Journal of Medical Biochemistry ◽

10.2478/v10011-012-0024-z ◽

2013 ◽

Vol 32 (1) ◽

pp. 26-31 ◽

Cited By ~ 1

Author(s):

Emina Čolak ◽

Dragana Pap ◽

Nada Majkić-Singh ◽

Ivana Obradović

Keyword(s):

Body Mass Index ◽

Waist Circumference ◽

Liver Enzyme ◽

Body Mass ◽

Statistical Processing ◽

The Body ◽

Control Group ◽

Anthropometric Parameters ◽

Nonalcoholic Fatty Liver ◽

Increased Risk

Summary Background: It has been reported that obesity is associated with metabolic syndrome, insulin resistance, cardiovascular risk but also with nonalcoholic fatty liver disease (NAFLD).
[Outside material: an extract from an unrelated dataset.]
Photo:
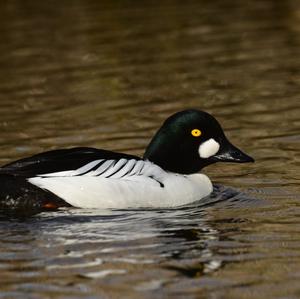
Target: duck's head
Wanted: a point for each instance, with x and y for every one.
(190, 140)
The prevalence of obesity in children and adolescents is increasing rapidly all over the world. The aim of this study was to analyze the value of liver enzymes: AST, ALT and γGT in a group of obese students in order to establish their correlation to anthropometric parameters such as: BMI (body mass index), WC (waist circumference), HC (hip circumference), and WHR (waist-to-hip ratio) compared to non-obese students who comprised the control group (CG). Methods: In this study, 238 students from the University of Novi Sad of both sexes (126 men and 112 women) with a mean age of 22.32 ± 1.85 years were included. According to the body mass index (BMI) lower and higher than 25 kg/m2 and waist circumference (WC) lower and higher than 94 cm (80 cm for females) the whole group of 238 students was divided into 2 subgroups: the obese group at increased risk for CVD (Group 1) and the group at lower risk for CVD (Group 2). AST, ALT and γGT activities were determined in fasting blood samples. Results: Statistical processing data revealed significantly higher values of AST, ALT and γGT in the group of students with BMI>25 kg/m2, WC>94 cm for males and WC>80 cm for females, HC>108 cm for males and HC>111 cm for females, and WHR>0.90 for males and WHR>0.80 for females (P<0.001). Significant association was established between anthropometric parameters and liver enzyme levels (P<0.0001). Conclusions: Obese students with higher BMI, WC, HC and WHR values have higher liver enzyme activites and a higher chance to develop NAFLD in the future.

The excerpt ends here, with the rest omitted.